The shade stretched across the street, Cuillean’s gaze on the rise of the white road. Drell, drellahna, dilean, and carts moved in relative peace towards the espowyes and beyond to the next after but hidden from view.

“What have you brought,” the regulatory borishly asked, making rapid slash marks in curvilinear characters across the columns.

“I have brought one cart load of wood.”

“Anything else?”

The rise and fall of shoulders gold, dark leather brown, lift and fell on their way over the rise. Cuillean’s eyes drew from Kalare’s black beak to the road, his face lifting at the sight of the drellahna returning with two very fierce looking burrella. Their faces were poised for arrogance, relaxed of jaw, seeing and ignoring everyone. Kalare turned her head to steal another flor from her master’s hands.

“Tierra.”

“Tyrannus Ilori.”

The brown eyes looked up from the tip of pen, the table cloth spreading red beneath pebbled brown and yellow hands. The old Drell waited, watching the eyes.

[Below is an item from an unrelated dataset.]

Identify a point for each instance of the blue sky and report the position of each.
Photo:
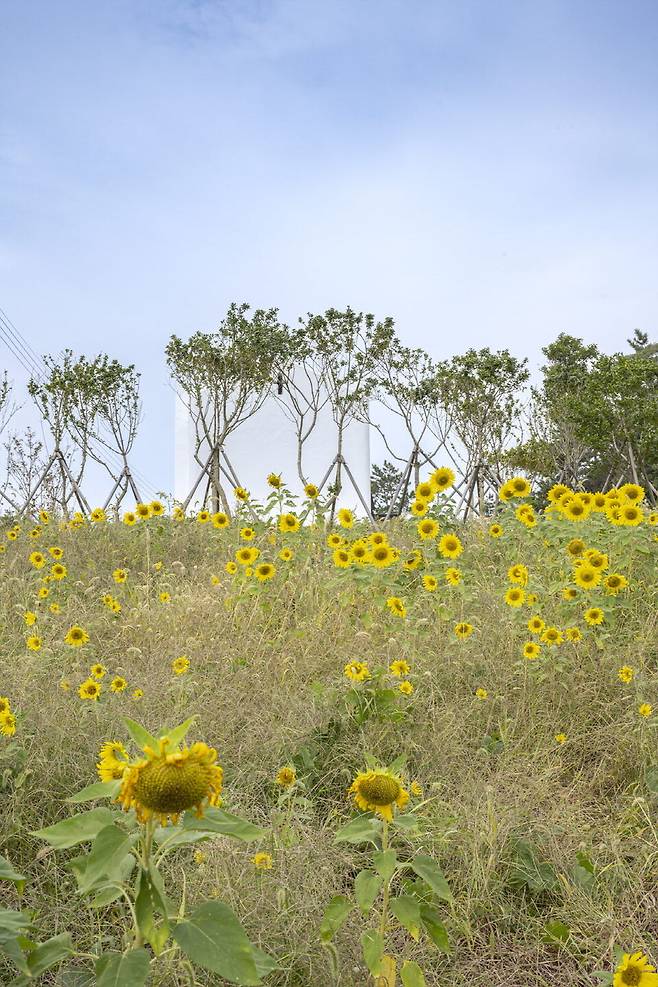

Hand tucking the cloth with flor back into his hatach, Cuillean passed the tether to his other grip, watching the drellahna arrive, heavy pouch in her hands. The burrella walked along beside her, watchful gazes sweeping about, rifles on their backs but for the drellahna in the middle, blades at their belts. One looked down.

The regulatory handed the old Drell a piece of white paper with the stamped seal of a Kerhasi insignia, wreaths around the character of the K in their Rakhic alphabet. The paper curled, wildly flapping in a sudden gust, come from the south entrance. The regulatory let go of the slip before its recipient had joined his to it. The special rate sheet twisted away in the wind.

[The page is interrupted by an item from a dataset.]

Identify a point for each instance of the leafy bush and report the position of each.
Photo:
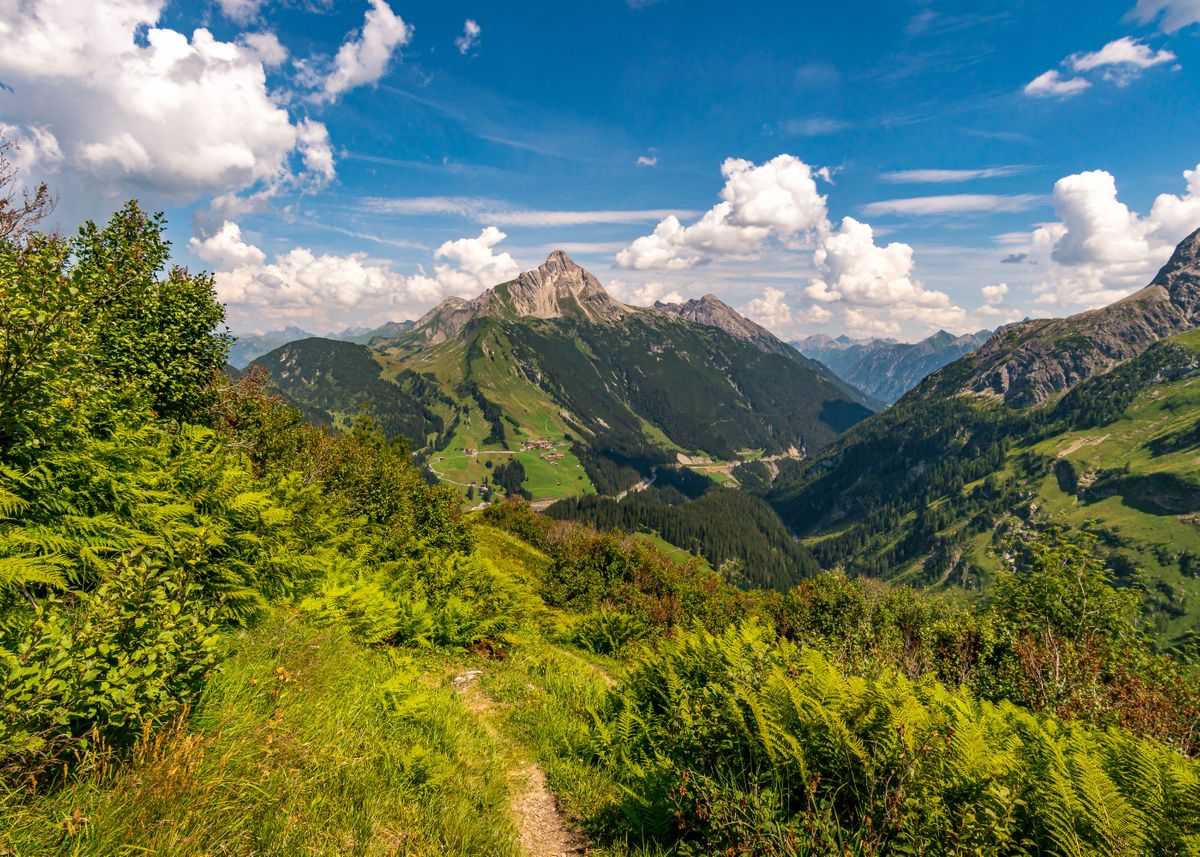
(454, 600)
(606, 631)
(127, 655)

The old Drell caught it between his thumb and conjoined fingers, his arm only moving an inch. His eyes stared at the fluttering paper, then lifted to see Cuillean running down the street, Kalare sitting back on her haunches and calling in alarm, her clawed beak free. He stopped breathing at the sight of the light colored blue shirt full out behind his son, racing to a couple of Drell locked together ahead of him.

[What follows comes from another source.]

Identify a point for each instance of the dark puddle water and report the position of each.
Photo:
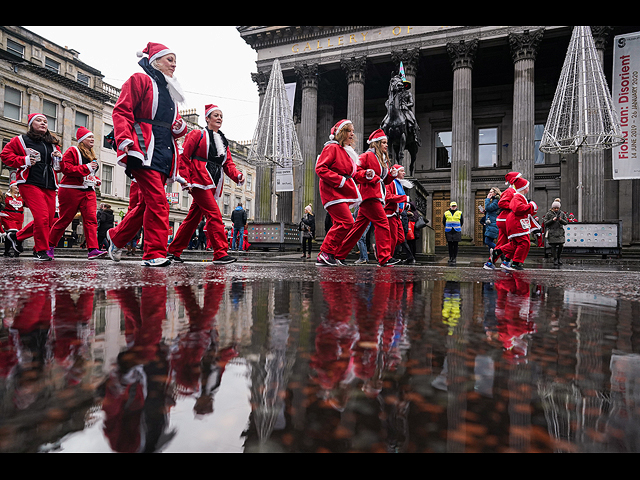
(279, 359)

Two were bodies on the ground, the third was holding tight to a pouch, the fourth was bigger, threateningly large and dark as brick was red, and in one hand, he had hold of the pouch being shared by the drellahna, the other falling down with a sickle thin blade.

The fist with the blade shuddered in the air, Cuillean’s powerful hand stiffened through his wrist to his elbow as his other hand forced the would-be thief’s grip off the bag of monet. The drellahna stared wide eyed at the two Drell grappling before her. Her burrella groaned and struggled to get up.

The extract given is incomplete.